Скажем, на третий этаж еще можно, там хоть подобие лестницы было. Во всяком случае, называлось лестницей. Даже инженер называл это лестницей, а у него нет обычая видеть одно, а говорить другое. На третьем этаже начались столярные работы, а столяры не любят карабкаться по лесам. И они сколотили нечто похожее на лестницу. Нечто, вполне заслуживающее названия лестницы. Но отсюда подниматься выше не на чем. Отсюда до шестого этажа нужно карабкаться. Сварщикам это нипочем. Все они будто на скалах родились. Там, где у других от одного взгляда голова кружится, они карабкаются, насвистывая.

И все-таки он — не сварщик и, по правде говоря, даже не столяр — добрался до шестого этажа. Как? Это осталось тайной.

Мастер дядя Фане как раз отчитывал самого младшего в бригаде — не важно за что, важно, что парень должен знать: он не сам по себе, над ним есть постарше, и он, то есть мастер, все видит и знает. Младший, как обычно, признал его правоту, но, тоже как обычно, буркнул что-то не слишком любезное, так только, чтобы знали, он сердится… И дядя Динкэ, у которого на руке нарисован пароход, прикрикнул:

— Эй, ты не в лесу! С людьми живешь!

Младший отвернулся и совсем рядом увидел там, на шестом этаже человека.

И какого человека! Какими глазами смотрел он на сыпавший искрами сварочный аппарат! Парень застыл на месте. Рукавица спала с руки, но он не наклонился поднять ее. Щиток сполз со лба и придавил нос, но он не поправил его.

В то же мгновение и мастер Фане перестал работать. За ним остановились и другие. Все замерли.

Искры погасли, и человек обвел всех взглядом, задерживаясь на каждом и как будто спрашивая, почему они прервали работу. По его мнению, не произошло ничего особенного.

Человеку было пять-шесть лет, голова прикрыта забрызганным известью красным грибком, руки засунуты в большие накладные карманы штанов.

— Как ты попал сюда, брат?

Это спросил дядя Динкэ, у которого на руке нарисован пароход, но каждый из них мог бы поклясться, что этот вопрос сорвался с губ у него.

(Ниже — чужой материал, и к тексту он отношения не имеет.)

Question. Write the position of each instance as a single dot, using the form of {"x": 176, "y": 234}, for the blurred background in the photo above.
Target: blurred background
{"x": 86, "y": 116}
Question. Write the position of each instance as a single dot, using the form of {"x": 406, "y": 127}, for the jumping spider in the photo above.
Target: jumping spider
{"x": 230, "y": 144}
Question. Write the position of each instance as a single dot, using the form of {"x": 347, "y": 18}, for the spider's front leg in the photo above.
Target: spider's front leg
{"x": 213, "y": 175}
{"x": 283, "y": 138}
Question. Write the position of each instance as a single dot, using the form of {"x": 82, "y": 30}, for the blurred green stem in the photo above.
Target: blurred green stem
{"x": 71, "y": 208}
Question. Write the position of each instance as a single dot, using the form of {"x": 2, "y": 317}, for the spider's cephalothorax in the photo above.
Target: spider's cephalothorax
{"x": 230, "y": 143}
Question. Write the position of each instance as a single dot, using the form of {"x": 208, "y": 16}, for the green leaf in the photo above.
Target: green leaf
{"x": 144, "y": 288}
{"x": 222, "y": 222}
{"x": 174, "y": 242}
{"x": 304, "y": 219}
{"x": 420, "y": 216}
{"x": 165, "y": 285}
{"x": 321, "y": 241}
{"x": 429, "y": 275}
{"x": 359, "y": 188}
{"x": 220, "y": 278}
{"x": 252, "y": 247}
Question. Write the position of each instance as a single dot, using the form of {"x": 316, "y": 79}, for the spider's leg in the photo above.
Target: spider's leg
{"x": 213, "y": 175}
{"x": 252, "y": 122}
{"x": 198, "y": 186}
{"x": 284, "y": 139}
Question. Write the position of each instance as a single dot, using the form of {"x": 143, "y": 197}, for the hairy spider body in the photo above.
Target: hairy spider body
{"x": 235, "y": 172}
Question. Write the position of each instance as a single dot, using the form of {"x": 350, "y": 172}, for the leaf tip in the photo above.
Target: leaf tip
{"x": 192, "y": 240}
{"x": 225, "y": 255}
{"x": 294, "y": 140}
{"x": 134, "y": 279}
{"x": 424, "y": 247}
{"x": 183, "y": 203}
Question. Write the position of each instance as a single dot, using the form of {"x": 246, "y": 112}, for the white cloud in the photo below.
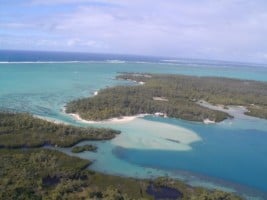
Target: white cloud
{"x": 223, "y": 29}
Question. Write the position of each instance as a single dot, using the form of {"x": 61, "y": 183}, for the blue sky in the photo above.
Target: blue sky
{"x": 209, "y": 29}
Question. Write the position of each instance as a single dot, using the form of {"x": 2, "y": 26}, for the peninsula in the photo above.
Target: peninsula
{"x": 28, "y": 171}
{"x": 173, "y": 96}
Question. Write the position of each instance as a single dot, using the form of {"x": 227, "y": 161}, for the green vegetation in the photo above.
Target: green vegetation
{"x": 37, "y": 173}
{"x": 48, "y": 174}
{"x": 174, "y": 95}
{"x": 87, "y": 147}
{"x": 23, "y": 130}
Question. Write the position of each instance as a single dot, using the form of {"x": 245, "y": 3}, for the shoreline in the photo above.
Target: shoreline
{"x": 114, "y": 120}
{"x": 236, "y": 111}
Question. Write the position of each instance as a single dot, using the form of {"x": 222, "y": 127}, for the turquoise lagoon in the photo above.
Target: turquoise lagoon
{"x": 230, "y": 155}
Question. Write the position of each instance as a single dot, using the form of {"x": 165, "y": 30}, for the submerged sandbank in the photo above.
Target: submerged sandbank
{"x": 149, "y": 135}
{"x": 139, "y": 133}
{"x": 123, "y": 119}
{"x": 232, "y": 110}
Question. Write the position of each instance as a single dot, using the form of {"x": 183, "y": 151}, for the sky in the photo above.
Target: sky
{"x": 233, "y": 30}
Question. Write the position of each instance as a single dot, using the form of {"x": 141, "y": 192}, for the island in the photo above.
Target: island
{"x": 29, "y": 171}
{"x": 174, "y": 96}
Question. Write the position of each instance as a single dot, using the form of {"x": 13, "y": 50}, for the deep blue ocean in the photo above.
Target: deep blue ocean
{"x": 230, "y": 155}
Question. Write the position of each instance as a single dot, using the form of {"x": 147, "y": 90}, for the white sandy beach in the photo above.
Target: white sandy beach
{"x": 123, "y": 119}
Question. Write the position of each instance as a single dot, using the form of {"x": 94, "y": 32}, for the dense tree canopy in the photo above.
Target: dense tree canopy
{"x": 24, "y": 130}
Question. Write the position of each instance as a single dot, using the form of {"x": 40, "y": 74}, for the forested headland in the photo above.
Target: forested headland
{"x": 24, "y": 130}
{"x": 173, "y": 95}
{"x": 28, "y": 171}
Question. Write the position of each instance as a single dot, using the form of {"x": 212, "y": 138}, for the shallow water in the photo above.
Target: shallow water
{"x": 229, "y": 155}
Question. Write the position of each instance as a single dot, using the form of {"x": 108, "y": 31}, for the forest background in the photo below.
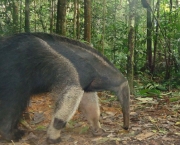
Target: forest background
{"x": 141, "y": 37}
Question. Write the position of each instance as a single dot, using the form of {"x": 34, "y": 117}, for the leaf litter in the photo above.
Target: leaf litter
{"x": 152, "y": 122}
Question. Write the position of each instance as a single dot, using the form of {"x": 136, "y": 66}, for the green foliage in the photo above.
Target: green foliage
{"x": 109, "y": 29}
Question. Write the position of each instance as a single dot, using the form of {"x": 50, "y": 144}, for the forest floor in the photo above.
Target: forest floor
{"x": 153, "y": 121}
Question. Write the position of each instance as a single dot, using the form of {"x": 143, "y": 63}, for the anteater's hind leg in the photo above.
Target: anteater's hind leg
{"x": 66, "y": 104}
{"x": 90, "y": 107}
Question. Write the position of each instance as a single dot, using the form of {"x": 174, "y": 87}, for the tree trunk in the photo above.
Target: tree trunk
{"x": 61, "y": 17}
{"x": 156, "y": 37}
{"x": 15, "y": 16}
{"x": 27, "y": 17}
{"x": 78, "y": 21}
{"x": 131, "y": 41}
{"x": 104, "y": 22}
{"x": 149, "y": 40}
{"x": 87, "y": 20}
{"x": 75, "y": 20}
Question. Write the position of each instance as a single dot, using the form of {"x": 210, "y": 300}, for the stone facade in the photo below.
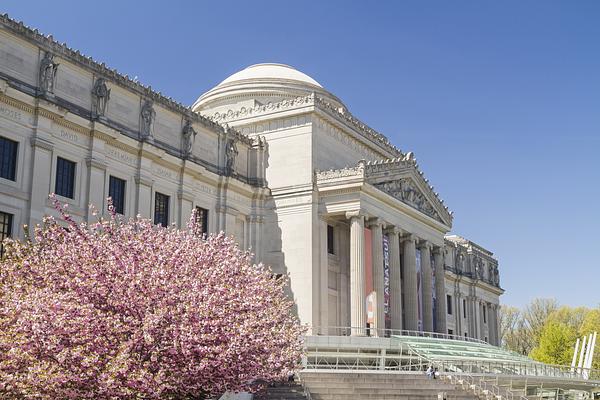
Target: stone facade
{"x": 274, "y": 159}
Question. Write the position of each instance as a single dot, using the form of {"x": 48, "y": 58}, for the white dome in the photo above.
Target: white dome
{"x": 270, "y": 71}
{"x": 261, "y": 84}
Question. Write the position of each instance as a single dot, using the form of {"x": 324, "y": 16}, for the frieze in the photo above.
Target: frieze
{"x": 69, "y": 136}
{"x": 12, "y": 114}
{"x": 121, "y": 156}
{"x": 163, "y": 172}
{"x": 54, "y": 48}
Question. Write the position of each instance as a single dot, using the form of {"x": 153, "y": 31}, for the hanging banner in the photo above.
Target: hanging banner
{"x": 419, "y": 293}
{"x": 386, "y": 282}
{"x": 435, "y": 299}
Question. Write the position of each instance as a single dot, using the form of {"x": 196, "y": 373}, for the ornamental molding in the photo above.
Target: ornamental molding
{"x": 261, "y": 109}
{"x": 332, "y": 174}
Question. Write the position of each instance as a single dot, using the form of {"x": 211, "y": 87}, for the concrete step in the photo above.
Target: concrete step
{"x": 282, "y": 391}
{"x": 381, "y": 386}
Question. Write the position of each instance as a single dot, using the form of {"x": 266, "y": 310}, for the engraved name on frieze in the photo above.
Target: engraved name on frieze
{"x": 162, "y": 171}
{"x": 69, "y": 136}
{"x": 120, "y": 155}
{"x": 205, "y": 189}
{"x": 12, "y": 114}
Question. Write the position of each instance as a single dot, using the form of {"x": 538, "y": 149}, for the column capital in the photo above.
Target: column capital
{"x": 375, "y": 222}
{"x": 422, "y": 243}
{"x": 393, "y": 230}
{"x": 409, "y": 237}
{"x": 357, "y": 214}
{"x": 439, "y": 250}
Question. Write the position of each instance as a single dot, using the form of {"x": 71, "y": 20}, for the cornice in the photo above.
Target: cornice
{"x": 340, "y": 114}
{"x": 376, "y": 169}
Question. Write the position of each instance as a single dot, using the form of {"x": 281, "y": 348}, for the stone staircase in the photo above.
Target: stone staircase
{"x": 342, "y": 385}
{"x": 282, "y": 391}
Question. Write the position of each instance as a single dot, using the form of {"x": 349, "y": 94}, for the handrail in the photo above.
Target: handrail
{"x": 524, "y": 368}
{"x": 304, "y": 388}
{"x": 379, "y": 332}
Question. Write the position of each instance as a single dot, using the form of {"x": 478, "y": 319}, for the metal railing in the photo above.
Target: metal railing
{"x": 400, "y": 356}
{"x": 480, "y": 386}
{"x": 533, "y": 368}
{"x": 385, "y": 333}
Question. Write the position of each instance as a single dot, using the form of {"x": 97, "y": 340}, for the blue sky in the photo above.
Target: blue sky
{"x": 500, "y": 101}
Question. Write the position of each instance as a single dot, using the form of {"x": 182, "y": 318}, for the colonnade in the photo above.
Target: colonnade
{"x": 410, "y": 243}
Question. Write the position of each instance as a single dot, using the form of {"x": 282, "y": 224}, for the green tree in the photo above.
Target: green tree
{"x": 555, "y": 344}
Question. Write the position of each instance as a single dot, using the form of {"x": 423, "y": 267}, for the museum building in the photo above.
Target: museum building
{"x": 268, "y": 156}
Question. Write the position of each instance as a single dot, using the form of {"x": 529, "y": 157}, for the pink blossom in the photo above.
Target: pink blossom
{"x": 123, "y": 309}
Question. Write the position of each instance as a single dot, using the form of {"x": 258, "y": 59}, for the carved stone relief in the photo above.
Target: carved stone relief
{"x": 100, "y": 97}
{"x": 406, "y": 191}
{"x": 48, "y": 70}
{"x": 147, "y": 115}
{"x": 189, "y": 135}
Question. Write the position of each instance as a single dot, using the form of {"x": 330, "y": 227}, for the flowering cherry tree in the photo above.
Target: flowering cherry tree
{"x": 124, "y": 309}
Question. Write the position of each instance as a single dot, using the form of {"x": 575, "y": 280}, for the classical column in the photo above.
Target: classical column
{"x": 494, "y": 326}
{"x": 377, "y": 256}
{"x": 323, "y": 286}
{"x": 440, "y": 292}
{"x": 425, "y": 248}
{"x": 358, "y": 307}
{"x": 395, "y": 279}
{"x": 411, "y": 313}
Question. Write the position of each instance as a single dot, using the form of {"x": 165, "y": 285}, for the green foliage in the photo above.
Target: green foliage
{"x": 547, "y": 332}
{"x": 555, "y": 344}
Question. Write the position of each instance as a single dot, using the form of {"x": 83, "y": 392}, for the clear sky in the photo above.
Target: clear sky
{"x": 500, "y": 101}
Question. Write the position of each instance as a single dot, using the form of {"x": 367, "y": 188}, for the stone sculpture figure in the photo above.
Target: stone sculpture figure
{"x": 189, "y": 135}
{"x": 100, "y": 97}
{"x": 147, "y": 115}
{"x": 48, "y": 73}
{"x": 231, "y": 153}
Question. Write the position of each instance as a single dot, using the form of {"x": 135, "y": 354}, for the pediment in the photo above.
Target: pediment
{"x": 407, "y": 191}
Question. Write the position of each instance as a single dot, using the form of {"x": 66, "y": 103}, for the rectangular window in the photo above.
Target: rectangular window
{"x": 330, "y": 247}
{"x": 8, "y": 158}
{"x": 116, "y": 191}
{"x": 65, "y": 178}
{"x": 5, "y": 229}
{"x": 202, "y": 219}
{"x": 484, "y": 315}
{"x": 161, "y": 209}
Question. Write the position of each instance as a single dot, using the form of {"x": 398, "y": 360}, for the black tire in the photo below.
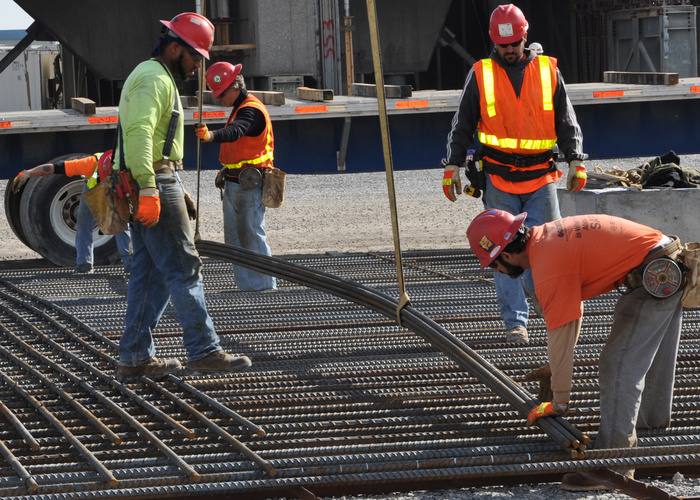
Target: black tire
{"x": 12, "y": 202}
{"x": 48, "y": 212}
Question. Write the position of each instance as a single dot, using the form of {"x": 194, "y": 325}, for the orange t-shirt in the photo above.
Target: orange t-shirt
{"x": 580, "y": 257}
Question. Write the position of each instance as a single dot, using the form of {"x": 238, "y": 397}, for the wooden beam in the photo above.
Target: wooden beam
{"x": 314, "y": 94}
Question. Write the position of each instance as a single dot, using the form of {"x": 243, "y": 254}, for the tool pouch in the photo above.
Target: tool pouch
{"x": 273, "y": 188}
{"x": 690, "y": 255}
{"x": 104, "y": 210}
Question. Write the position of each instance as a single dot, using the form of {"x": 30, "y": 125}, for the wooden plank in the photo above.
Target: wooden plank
{"x": 390, "y": 91}
{"x": 642, "y": 78}
{"x": 84, "y": 105}
{"x": 314, "y": 94}
{"x": 269, "y": 97}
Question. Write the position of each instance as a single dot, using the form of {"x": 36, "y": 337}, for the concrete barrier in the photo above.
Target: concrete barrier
{"x": 672, "y": 211}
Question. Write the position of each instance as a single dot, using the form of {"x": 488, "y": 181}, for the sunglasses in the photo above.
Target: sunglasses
{"x": 196, "y": 56}
{"x": 506, "y": 45}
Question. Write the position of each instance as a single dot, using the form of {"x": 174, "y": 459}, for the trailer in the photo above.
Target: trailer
{"x": 291, "y": 45}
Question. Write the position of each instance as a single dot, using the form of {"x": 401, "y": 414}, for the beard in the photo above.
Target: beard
{"x": 512, "y": 271}
{"x": 179, "y": 68}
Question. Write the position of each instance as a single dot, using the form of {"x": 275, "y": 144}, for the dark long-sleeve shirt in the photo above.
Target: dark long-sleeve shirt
{"x": 468, "y": 115}
{"x": 249, "y": 121}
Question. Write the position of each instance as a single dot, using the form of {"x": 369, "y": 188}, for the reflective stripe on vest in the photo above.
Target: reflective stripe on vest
{"x": 489, "y": 90}
{"x": 264, "y": 160}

Человек не ответил. Он не понимал, почему рабочие удивились. И не только удивились. Испугались. Он пожал плечами и вытянул губы трубочкой, желая что-то сказать, но еще не успел произнести ни звука, а мастер был уверен, что человек, не иначе, скажет: «Давайте не будем выяснять. Я здесь — и все, что вам от меня нужно?»

Но человек улыбнулся и сказал:

— Мне очень нравится здесь.

Он вытащил руку из кармана и, по очереди показывая на каждого, стал считать, начав с младшего и кончив дядей Динкэ:

— Один… Два… Три… Четыре… Пять… Четверо без и один с усами.

Мастер дядя Фане опомнился первым. Он сказал остальным:

— Давайте за дело! Ничего такого не случилось. — И коротким кивком указал на гостя: — Человеку здесь нравится, вот он и пришел.

И возможно, после этих слов мастера каждый взялся бы за свои дела, если бы гость сам не усложнил положение. Слегка откинув голову и засмеявшись, он подмигнул дяде Фане.

— Что, хочешь сказать, что это не так? — нахмурился мастер.

— Ага!

Младший шлепнул его по щеке:

— Не смей противоречить дяде Фане! Знаешь, кто такой дядя Фане? Мастер! Когда он скажет слово… Знаешь, что значит, когда мастер скажет слово?

Человек, как видно, не знал и считал, что узнать не мешает.

— Скажи, дядя Фане, слово, — попросил он.

Один лысый рабочий прыснул со смеху.

— Чего зубы скалишь? — нахмурился мастер. — Человек подумает, над ним насмехаешься.

Перейти на страницу:

Похожие книги

Знаменитость
Знаменитость

Это история о певце, которого слушала вся страна, но никто не знал в лицо. Ленинград. 1982 год. Легко сорвать куш, записав его подпольный концерт, собирается молодой фарцовщик. Но героям придется пройти все круги нелегального рынка звукозаписи, процветавшего в Советском Союзе эпохи Брежнева, чтобы понять: какую цену они готовы заплатить судьбе за право реализовать свой талант?.. Идея книги подсказана песнями и судьбой легендарного шансонье Аркадия Северного (Звездина). Но все персонажи в романе «Знаменитость» вымышлены автором, а события не происходили в действительности. Любое сходство с реальными лицами и фактами случайно. В 2011 году остросюжетный роман «Знаменитость» включен в лонг-лист национальной литературной премии «Большая книга».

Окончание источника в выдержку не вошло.